La verdad es que somos un pueblo asustadizo. Se nos ponen los pelos y de punta y comenzamos a gritar por cualquier tontería, por ver una asquerosa cucaracha, un ciempiés, un minúsculo escorpión, una simple cacata, o un pendejo ratón. Menudo lío se está armando por encontrar dos pitones de ascendencia birmana que iban como turistas curiosas a conocer el monumento de Santiago, y lo más probable es que tengan visa gringa y certificado de nacimiento de Miami.

¡Señores! menos alharaca por un par de culebrillas, aunque midan cinco metros o más, que se pueden comer un becerro y hasta un campesino con una gran barriga jarta de arroz vacío.
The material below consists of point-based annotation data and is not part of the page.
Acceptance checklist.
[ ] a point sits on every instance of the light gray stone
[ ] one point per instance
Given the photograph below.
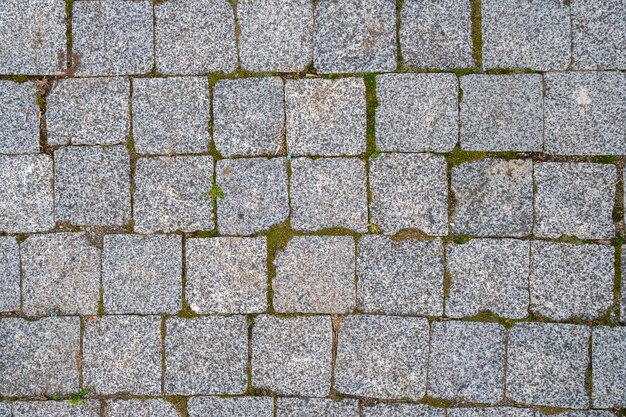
(172, 194)
(493, 197)
(226, 275)
(409, 191)
(255, 194)
(400, 278)
(502, 113)
(292, 356)
(585, 113)
(547, 363)
(315, 274)
(61, 273)
(206, 355)
(325, 117)
(382, 357)
(39, 357)
(417, 112)
(249, 116)
(328, 193)
(195, 36)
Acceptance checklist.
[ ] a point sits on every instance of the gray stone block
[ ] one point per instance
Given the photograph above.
(409, 191)
(400, 278)
(382, 357)
(417, 112)
(325, 117)
(328, 193)
(172, 195)
(292, 356)
(315, 274)
(61, 273)
(226, 275)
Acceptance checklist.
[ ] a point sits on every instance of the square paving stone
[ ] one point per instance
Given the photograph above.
(206, 355)
(226, 275)
(382, 357)
(493, 197)
(88, 111)
(142, 275)
(26, 199)
(92, 185)
(255, 194)
(249, 116)
(502, 113)
(585, 113)
(436, 34)
(171, 115)
(195, 36)
(400, 278)
(488, 275)
(61, 273)
(39, 357)
(315, 274)
(325, 117)
(172, 195)
(328, 193)
(547, 363)
(417, 112)
(409, 191)
(275, 35)
(292, 356)
(112, 37)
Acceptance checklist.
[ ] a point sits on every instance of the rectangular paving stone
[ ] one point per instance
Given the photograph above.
(61, 273)
(171, 115)
(39, 357)
(417, 112)
(382, 357)
(206, 355)
(292, 356)
(226, 275)
(325, 117)
(315, 274)
(502, 113)
(399, 278)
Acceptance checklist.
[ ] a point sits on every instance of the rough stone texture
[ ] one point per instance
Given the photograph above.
(195, 36)
(275, 35)
(546, 364)
(112, 37)
(38, 357)
(325, 117)
(171, 115)
(502, 113)
(585, 113)
(292, 356)
(88, 111)
(526, 34)
(255, 194)
(226, 275)
(315, 274)
(493, 197)
(409, 191)
(206, 355)
(400, 278)
(92, 185)
(249, 116)
(382, 357)
(436, 34)
(328, 193)
(142, 275)
(61, 273)
(172, 194)
(416, 112)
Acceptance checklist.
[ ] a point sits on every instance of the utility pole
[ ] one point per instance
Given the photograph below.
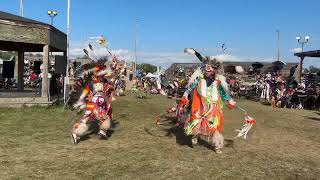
(67, 68)
(278, 44)
(135, 46)
(21, 8)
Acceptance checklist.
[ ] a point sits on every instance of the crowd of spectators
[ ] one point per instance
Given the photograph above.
(278, 91)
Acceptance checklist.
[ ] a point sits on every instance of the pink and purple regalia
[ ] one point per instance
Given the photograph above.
(95, 98)
(95, 101)
(208, 91)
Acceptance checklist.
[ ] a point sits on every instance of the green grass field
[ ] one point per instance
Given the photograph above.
(35, 144)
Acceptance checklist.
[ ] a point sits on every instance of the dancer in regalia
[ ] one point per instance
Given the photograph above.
(207, 90)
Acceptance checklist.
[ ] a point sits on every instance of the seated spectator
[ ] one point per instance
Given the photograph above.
(279, 96)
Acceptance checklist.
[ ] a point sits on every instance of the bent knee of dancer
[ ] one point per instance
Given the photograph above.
(105, 125)
(218, 140)
(80, 129)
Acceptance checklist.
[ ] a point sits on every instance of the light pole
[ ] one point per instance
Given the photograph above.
(21, 8)
(52, 14)
(67, 68)
(278, 44)
(135, 46)
(302, 41)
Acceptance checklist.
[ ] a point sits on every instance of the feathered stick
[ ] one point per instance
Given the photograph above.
(249, 122)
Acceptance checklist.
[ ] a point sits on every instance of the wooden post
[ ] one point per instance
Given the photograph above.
(20, 70)
(300, 70)
(45, 61)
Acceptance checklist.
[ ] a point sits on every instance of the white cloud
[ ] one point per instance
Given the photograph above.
(296, 50)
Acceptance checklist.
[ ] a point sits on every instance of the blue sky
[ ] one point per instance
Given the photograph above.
(166, 27)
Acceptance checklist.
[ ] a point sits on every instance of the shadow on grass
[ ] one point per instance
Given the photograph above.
(168, 128)
(312, 118)
(94, 129)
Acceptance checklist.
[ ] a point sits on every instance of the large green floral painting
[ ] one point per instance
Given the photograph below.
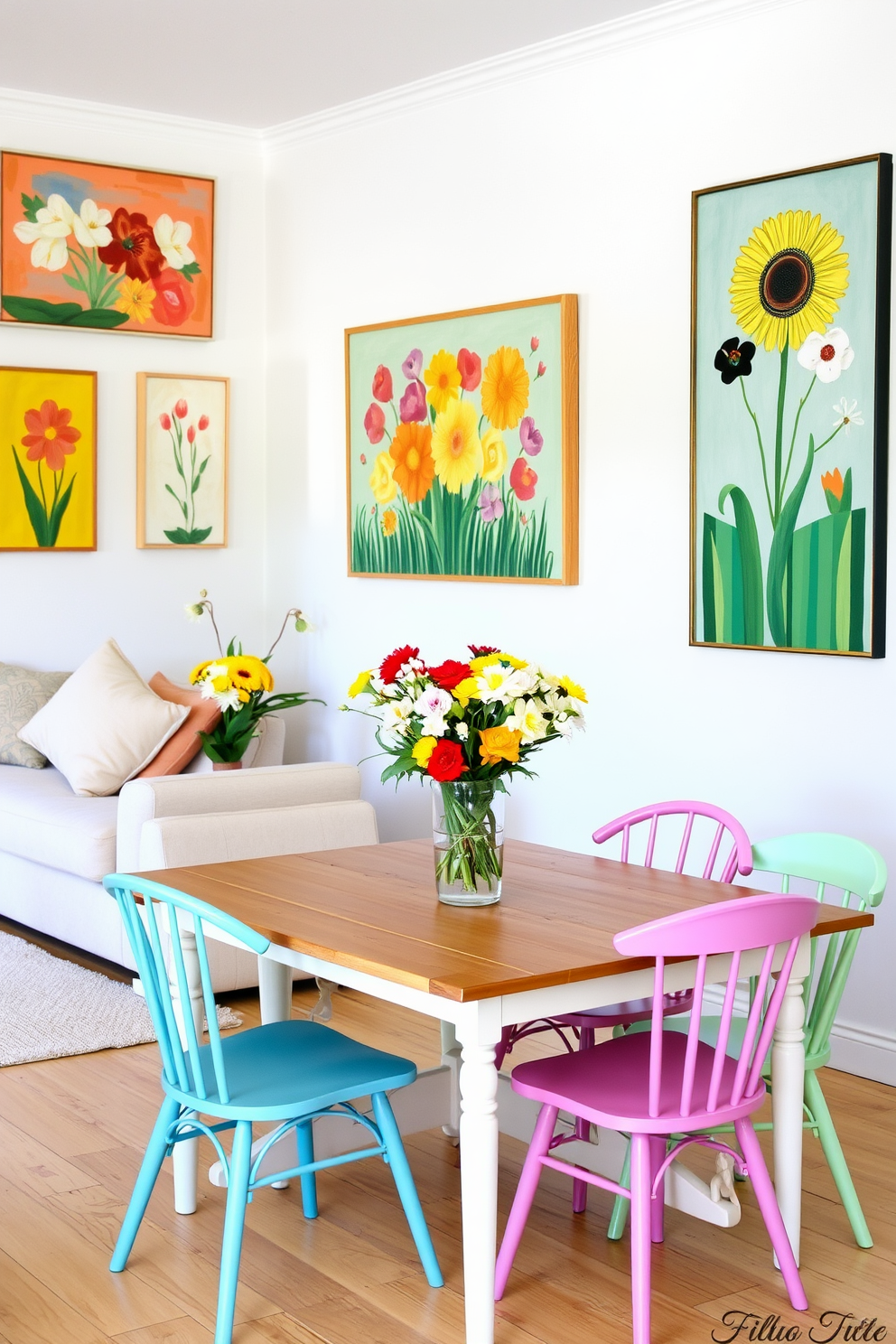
(462, 445)
(790, 350)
Por esto tan simple no deberíamos alarmarnos tanto.

Aquí ya estamos acostumbrados a convivir con animales mucho más peligrosos aún, capaces de tragarse no una persona, sino un pueblo o un país entero, sin eructar ni echarle un poco de aceite y sal, y cuya característica principal es que son de dos patas y dos brazos, andan a pie, o montados en conchos, en carritos desvencijados o modestos, y sobre todo, en cómodos asientos traseros removibles de lujosas yipetas.

Como los tigres de barrio, devoradores de gatos bien alimentados, especie de mucho cuidado y muy abundante por estar en franca expansión reproductiva. También, monos salvajes y aulladores que en el Congreso van haciendo a cada rato piruetas, disparates y morisquetas, saltando de escaño en escaño, o armando pleitos entre ellos que acaban a puros rabazos. O los leones políticos rugientes que andan sueltos cazando noche y día por las tribus y aldeas del país a votantes ignorantes o necesitados. Esos sí son depredadores de verdad.

O caimanes, muchísimo más grandes que los que pasean por Sabana Perdida, los cuales, disimulados bajo las aguas turbias de los negocios y con las fauces abiertas de par en par, están esperando a que consumidores indefensos se acerquen lo suficiente para despedazarlos y engullirlos. O puercos cimarrones, tan astutos y experimentados que no se rascan nunca en jabilla, pero acaban comiéndose todo lo que encuentran por delante. O de culebros viejos que en tratos y acuerdos políticos o comerciales, son tan escurridizos que nunca caen en lazos.

Esos sí son peligrosos y están todos los días entre nosotros, paseando, hablando, saludando, dando la mano, y sin embargo no les mostramos miedo alguno, ni somos capaces de capturarlos para enjaularlos o amaestrarlosdebidamente, y hasta los admiramos, los abrazamos tiernamente cada cuatro años, o incluso los tenemos deconsentidas mascotas en palacios o instituciones rimbombantes, pagando sus onerosos mantenimientos.

Si las pitones birmanas se escaparan buscando sus espacios naturales de libertad, lo más probable es que en menos que se dice berenjena enajenada, acabarían siendo aceite para curar la artritis, o el pecho apretao, o en pócimas para remedios de mil amores locos no o correspondidos en boticas de santeros, y sus largas, hermosas y exóticas pieles, vendidas a turistas puertorriqueños o españoles en el mercado de la Mella por un puñado de pesos o dólares.

Si las  pitones supieran el peligro que corren por aquí, donde hay tanta fauna y flora salvaje, se hubieran quedado en sus everglades de la Florida, con todo y que las están cazando sin tregua alguna por ser una especie invasora que está acabando con los animales autóctonos de por allí, correrían menos peligro que si se intentaran refugiarseen un bello y frondoso bosque del Cibao. De eso pueden estar seguras, las pobres.